So, Bank of America defrauded the taxpayer for another $20B, moved up its reporting date, then promptly reported  its first loss since 1991,  which conveniently did not include the dead weight of $15B  of unexpected Merrill Lynch losses.

Bank of America Corp. swung to a fourth-quarter loss on Friday after accepting $20 billion in aid from the U.S. government to help it absorb troubled Merrill Lynch & Co.’s piles of souring loan-backed securities.The Charlotte, N.C., banking giant, which disclosed its results two business days earlier than expected, posted a net loss of $1.79 billion, or 48 cents a share, but still managed to turn in a profit of $4 billion for all of 2008. Widening losses of more than $15 billion at the bank’s latest purchase, Merrill Lynch, however, overshadowed the bank’s full-year profit.

In the quarter, Bank of America did the things that losing banks do:  it accepted fresh capital, marked down $5.5B in bad loans, cut its dividend and increased its loan-loss reserves.

The U.S. had already injected $15 billion into Bank of America and $10 billion into Merrill to bolster the combined company against the credit crunch.

Bank of America charged off $5.54 billion of loans as uncollectible, equal to 2.36 percent of total average loan and leases, compared with 0.91 percent a year earlier, the statement said. The provision for loan losses increased to $8.5 billion from $6.45 billion in the third quarter because of “economic stress on consumers,” the bank said.

But even as Bank of America writhes in pain, BoA CEO Ken Lewis seems more concerned with Merrill Lynch. Why might that be?

About three-quarters of the federal aid is intended to cushion Merrill’s losses, with the rest for Bank of America, Chief Financial Officer Joe Price told investors during today’s conference call.

It’s the thing that naturally happens when a government suffering from a horrible banker infestation looks for the rodents rather than the people. In this case Merrill Lynch’s precious insiders were in real danger of actually having to fork over a dime, but now thanks to the bailout disguised as a merger with Bank of America, it’s only the working class forking over a third of its income.

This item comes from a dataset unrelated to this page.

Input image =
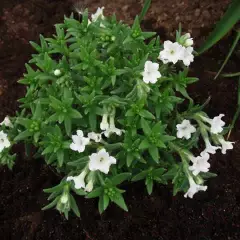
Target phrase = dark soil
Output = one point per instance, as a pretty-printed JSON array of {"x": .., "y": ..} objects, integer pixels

Thank goodness we still have Wall Street!

“The additional funds provided to B. of A. is the only reason why the dollar is rallying against the Japanese yen, and why we are seeing a recovery in all of the higher-yielding pairs such as the euro/dollar and pound/dollar,” said Kathy Lien, director of currency research at GFT.

As Bank of America acts as a cash conduit to Merrill Lynch, investors head for the exits and you and me get to pick up the tab.